Die Schläuche hängen ja noch recht entspannt durch.. Von daher brauchste dir keine Gedanken machen.. Durch das Gewebe um den Schlauch wird es am Anschluß auch nicht ab knicken.


----------



## Viking30k (6. Juni 2019)

*AW: AiO Wasserkühlung ohne Einbau testen? Zwecks Lautstärke?*

Danke 2 fragen noch xd ist es normal das die Pumpe auf höchster Stufe etwas rasselt? Brauche ich zwar nicht ist mir nur aufgefallen.

Und kann man bei der ryujin die Wassertemperatur Prüfen? Bei corsair ging das


----------



## IICARUS (6. Juni 2019)

*AW: AiO Wasserkühlung ohne Einbau testen? Zwecks Lautstärke?*

Zum rascheln kann ich nicht beitragen, da ich die AIO nicht kenen, aber hast du das USB-Kabel auch eingesteckt? Denn das sollte alle Daten und auch den Temperatursensor ins System übertragen.

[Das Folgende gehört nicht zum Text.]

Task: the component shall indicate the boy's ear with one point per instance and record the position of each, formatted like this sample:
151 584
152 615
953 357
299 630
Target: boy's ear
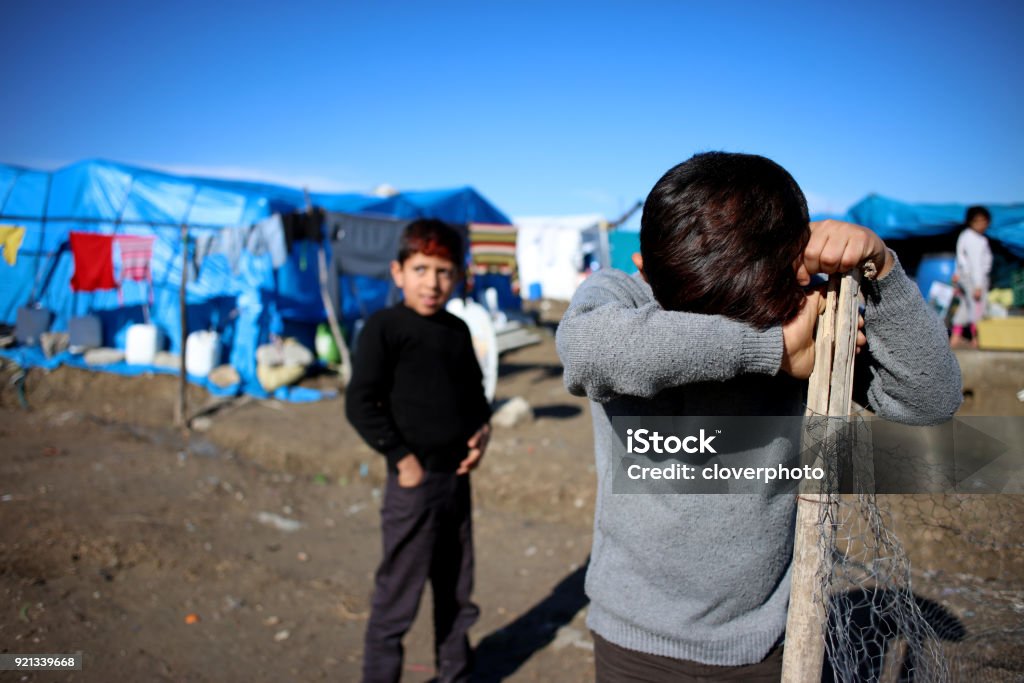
638 262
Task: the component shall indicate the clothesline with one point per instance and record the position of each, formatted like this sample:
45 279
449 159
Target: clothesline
114 221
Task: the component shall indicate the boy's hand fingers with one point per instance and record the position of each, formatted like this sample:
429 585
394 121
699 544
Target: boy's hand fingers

Ansonsten mal selbst in die Einbaueinleitung schauen: https://dlcdnets.asus.com/pub/ASUS/Accessory/ROG_AREION-10G/Q14088_ROG_RYUJIN_240_360_QSG_WEB.pdf


----------



## Viking30k (6. Juni 2019)

*AW: AiO Wasserkühlung ohne Einbau testen? Zwecks Lautstärke?*

Danke ja kabel ist dran und funktioniert auch finde aber die Wassertemperatur noch nicht xd


----------